One of the founders of Portland’s modern art scene continues to produce eye-popping work. Sculptor Mel Katz calls his pieces “shape paintings” because they incorporate techniques from painting and drawing as much as from three-dimensional expression.
In 1964, Katz came to teach at the Museum Art School (now the Pacific Northwest College of Art). After one year he leapt to PSU, taking the teaching position vacated by Robert Colescott. And in the three decades plus since, like an art-world version of crotchety acting teacher Lee Strasberg, Katz shepherded scores of the region’s blue-chip talents. These included Lucinda Parker, Rene Rickabaugh, Gina Wilson and many others who would cement reputations elsewhere, such as Mathieu Gregoire and Ken Butler.
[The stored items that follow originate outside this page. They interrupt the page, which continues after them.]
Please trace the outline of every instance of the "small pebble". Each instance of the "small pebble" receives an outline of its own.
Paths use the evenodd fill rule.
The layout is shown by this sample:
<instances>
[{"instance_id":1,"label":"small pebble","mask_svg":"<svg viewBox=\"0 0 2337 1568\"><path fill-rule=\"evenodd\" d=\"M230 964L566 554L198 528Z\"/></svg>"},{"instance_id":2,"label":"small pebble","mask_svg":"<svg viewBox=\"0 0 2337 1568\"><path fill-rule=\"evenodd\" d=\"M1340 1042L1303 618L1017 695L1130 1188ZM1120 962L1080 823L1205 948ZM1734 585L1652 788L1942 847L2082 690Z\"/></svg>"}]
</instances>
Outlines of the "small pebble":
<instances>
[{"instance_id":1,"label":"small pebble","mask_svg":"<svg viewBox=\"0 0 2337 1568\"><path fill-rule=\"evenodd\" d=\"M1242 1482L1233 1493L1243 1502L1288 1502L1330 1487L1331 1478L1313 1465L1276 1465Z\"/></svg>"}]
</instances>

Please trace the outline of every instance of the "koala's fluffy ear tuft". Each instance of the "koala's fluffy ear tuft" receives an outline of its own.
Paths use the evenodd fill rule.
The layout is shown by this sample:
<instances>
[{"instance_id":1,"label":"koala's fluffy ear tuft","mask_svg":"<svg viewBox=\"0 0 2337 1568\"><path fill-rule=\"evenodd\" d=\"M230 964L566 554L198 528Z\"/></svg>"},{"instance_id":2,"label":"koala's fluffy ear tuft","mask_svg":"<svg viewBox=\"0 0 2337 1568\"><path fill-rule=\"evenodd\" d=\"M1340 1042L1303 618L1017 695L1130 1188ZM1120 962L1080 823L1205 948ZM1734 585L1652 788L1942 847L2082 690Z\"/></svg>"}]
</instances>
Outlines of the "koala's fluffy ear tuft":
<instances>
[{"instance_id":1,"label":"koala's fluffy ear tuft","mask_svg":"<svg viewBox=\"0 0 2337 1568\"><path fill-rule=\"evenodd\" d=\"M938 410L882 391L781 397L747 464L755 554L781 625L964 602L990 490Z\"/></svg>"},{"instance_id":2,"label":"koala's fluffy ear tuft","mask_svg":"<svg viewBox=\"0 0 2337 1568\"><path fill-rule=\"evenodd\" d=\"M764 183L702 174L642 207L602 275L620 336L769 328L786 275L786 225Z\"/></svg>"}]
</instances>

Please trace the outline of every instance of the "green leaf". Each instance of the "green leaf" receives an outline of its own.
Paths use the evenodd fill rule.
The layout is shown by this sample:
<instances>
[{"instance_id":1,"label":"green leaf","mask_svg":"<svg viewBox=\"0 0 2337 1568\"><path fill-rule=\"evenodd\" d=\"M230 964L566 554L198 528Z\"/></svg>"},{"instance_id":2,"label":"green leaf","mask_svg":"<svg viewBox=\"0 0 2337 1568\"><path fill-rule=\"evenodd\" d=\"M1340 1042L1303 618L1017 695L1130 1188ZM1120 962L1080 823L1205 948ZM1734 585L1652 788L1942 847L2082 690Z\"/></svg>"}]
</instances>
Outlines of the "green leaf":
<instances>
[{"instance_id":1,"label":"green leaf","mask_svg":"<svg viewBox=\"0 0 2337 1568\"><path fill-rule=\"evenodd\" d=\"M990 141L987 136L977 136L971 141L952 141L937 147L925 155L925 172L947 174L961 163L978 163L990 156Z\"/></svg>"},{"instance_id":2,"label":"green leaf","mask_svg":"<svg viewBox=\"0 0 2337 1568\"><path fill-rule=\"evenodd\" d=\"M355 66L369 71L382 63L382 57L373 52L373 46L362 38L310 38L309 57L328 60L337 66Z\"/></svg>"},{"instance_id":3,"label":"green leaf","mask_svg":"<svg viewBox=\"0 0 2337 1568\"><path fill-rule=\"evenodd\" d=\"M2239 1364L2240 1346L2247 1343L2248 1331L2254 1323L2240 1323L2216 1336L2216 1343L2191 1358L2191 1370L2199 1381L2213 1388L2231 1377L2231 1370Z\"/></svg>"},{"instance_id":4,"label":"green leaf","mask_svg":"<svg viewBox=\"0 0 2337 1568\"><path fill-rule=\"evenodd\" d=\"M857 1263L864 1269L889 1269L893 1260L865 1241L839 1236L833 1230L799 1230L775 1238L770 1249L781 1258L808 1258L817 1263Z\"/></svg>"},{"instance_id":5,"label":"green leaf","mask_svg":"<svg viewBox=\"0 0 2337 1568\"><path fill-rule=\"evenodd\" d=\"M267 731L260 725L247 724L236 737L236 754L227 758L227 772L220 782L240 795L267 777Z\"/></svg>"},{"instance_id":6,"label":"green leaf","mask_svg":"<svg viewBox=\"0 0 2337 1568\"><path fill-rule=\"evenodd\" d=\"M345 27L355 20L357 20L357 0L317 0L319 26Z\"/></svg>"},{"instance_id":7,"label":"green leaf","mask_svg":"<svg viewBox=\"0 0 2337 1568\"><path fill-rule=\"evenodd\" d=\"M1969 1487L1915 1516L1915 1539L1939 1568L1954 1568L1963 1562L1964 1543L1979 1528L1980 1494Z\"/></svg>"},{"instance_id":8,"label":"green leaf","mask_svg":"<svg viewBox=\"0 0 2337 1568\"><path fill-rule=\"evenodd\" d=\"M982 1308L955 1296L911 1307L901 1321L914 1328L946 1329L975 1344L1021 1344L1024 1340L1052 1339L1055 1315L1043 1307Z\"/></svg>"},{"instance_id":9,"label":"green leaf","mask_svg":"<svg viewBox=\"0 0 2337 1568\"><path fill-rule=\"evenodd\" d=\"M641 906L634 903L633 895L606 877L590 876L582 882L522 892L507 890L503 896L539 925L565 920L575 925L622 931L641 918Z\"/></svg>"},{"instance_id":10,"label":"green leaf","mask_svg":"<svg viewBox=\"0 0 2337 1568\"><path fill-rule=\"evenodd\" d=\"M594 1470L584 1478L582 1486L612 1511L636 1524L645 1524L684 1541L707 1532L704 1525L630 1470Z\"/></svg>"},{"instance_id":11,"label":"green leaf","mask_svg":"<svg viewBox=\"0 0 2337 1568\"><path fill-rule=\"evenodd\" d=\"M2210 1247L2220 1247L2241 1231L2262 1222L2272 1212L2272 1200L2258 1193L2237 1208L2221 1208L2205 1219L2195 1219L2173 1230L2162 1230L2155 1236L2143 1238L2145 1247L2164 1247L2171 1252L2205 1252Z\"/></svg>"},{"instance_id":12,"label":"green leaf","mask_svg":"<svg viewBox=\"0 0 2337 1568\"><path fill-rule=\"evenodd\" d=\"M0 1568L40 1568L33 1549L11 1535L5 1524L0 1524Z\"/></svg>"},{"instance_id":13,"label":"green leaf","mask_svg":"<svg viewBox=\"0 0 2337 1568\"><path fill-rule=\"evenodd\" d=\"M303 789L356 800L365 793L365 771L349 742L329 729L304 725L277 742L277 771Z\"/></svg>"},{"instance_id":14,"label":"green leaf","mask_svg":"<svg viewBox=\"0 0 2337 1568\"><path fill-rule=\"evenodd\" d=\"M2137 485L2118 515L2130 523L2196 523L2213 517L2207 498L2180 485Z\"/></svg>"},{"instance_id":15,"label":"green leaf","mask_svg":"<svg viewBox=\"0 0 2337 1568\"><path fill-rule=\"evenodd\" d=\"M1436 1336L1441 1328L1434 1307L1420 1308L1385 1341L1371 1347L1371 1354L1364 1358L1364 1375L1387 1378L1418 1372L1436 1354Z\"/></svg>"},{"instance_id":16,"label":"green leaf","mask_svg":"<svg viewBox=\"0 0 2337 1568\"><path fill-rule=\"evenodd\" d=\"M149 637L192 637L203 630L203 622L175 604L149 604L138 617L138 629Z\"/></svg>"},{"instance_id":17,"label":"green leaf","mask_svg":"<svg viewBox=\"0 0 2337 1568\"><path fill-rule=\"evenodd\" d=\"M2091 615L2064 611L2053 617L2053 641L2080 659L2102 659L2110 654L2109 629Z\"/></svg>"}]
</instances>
By the ’70s and ’80s, Katz was on his way to finding a full-fledged original style, with an elegant eye for shapes and lines that could be seen as distant cousins to the work of iconic minimalists Judd and Serra. But Katz also used some of the most inelegant materials that a sculptor could ever use, like Formica, which, aside from being ugly, was just plain cumbersome.
Though he may be retired from teaching, Katz has yet to slow down. He’s still more New York chutzpah than Portland politesse. And he still shows up regularly to the same Old Town studio he has occupied for 31 years. Then, as now, work is foremost on Katz’s mind. That and perhaps a larger place in history.